辰巳屋
カネ辰・鈴木商店のルーツ
辰巳屋嘉兵衛は、播州姫路の出身で文化文政(1804~1830年)の頃、姫路特産の白なめし革の煙草入れ等の細工物を手広く商っていた。大阪ミナミの他道頓堀にも店を構えていた。
播州姫路の松原夏蔵の子・藤助(幼名・藤松)は、同郷の辰巳屋嘉兵衛を頼り入店、奉公に励んで番頭として大阪道頓堀の店を任されるまでになった。文政7(1824)年に“辰巳屋”ののれん分けで大阪大宝寺町に独立・開業、「辰己屋松原商店」の誕生である。
辰巳屋二代目を継いだのが藤助の次男恒七で「辰巳屋恒七」を名乗る。後の柳田富士松の実父である。恒七の代になって砂糖、べっ甲、象牙、サンゴ類の輸入品の取扱いを始め、明治初め頃には大阪・神戸の貿易商の最大手になっていた。大阪・大宝寺町から船場長堀橋北詰に店を移した「辰巳屋恒七」は、明治初期には、自社の砂糖船を保有するほどに業容を拡大した。
恒七が兵庫・弁天浜に出張所を設けたのはこの頃で、先代岩治郎が辰巳屋恒七の神戸出張所に雇われたことが、鈴木商店のルーツである。
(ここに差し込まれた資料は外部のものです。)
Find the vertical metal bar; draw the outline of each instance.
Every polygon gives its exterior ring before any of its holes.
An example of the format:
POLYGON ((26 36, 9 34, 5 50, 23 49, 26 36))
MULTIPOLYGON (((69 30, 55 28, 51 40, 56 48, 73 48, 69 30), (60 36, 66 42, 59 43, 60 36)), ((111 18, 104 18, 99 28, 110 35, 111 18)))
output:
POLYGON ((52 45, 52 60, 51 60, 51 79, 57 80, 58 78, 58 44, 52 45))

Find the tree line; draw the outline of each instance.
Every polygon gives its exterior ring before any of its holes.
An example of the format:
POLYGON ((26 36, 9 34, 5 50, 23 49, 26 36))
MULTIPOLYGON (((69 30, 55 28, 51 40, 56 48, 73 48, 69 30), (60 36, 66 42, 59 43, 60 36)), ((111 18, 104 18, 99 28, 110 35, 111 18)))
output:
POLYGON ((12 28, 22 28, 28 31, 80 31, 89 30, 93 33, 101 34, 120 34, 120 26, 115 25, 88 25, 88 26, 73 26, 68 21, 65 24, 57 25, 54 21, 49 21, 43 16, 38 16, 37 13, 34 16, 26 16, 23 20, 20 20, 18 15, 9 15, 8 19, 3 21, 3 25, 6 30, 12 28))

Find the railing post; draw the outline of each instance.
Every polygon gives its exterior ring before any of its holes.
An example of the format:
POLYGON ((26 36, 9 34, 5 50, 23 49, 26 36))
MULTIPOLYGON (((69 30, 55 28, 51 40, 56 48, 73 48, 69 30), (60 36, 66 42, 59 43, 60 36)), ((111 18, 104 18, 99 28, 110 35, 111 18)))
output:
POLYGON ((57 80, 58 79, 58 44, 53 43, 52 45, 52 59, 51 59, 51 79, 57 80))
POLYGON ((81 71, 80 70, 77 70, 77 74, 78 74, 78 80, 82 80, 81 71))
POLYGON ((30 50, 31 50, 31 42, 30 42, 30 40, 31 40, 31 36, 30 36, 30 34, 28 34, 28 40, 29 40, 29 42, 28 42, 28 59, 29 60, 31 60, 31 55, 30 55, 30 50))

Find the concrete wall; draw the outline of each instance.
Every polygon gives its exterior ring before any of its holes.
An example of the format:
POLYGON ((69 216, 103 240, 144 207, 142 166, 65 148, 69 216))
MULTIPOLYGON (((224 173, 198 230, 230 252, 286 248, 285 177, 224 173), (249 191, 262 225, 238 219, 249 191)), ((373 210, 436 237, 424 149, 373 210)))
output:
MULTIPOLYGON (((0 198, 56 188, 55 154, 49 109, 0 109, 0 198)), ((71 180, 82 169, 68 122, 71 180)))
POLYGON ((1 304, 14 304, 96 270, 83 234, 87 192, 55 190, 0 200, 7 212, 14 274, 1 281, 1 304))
恒七には、長男・富士松がいたが恒七の妹夫婦・柳田家(柳田卯兵衛・はる)に幼くして養子に出ていた。恒七は病に倒れると引退を決意し、女婿・藤田助七に本店(大阪・長堀)を、神戸出張所を鈴木岩治郎の両番頭に辰巳屋ののれんを譲ることとなった。
さらに辰己屋の籐事業について柳田卯兵衛の弟伊助にもカネ辰の暖簾を与えて事業を支援している。こうしてカネ辰・藤田商店、カネ辰・鈴木商店と共にカネ辰・柳田商店が誕生した。
藤田商店、鈴木商店の両辰巳屋は、同族的な連繋を強め、藤田商店は鈴木の原動力としてその発展を支えた。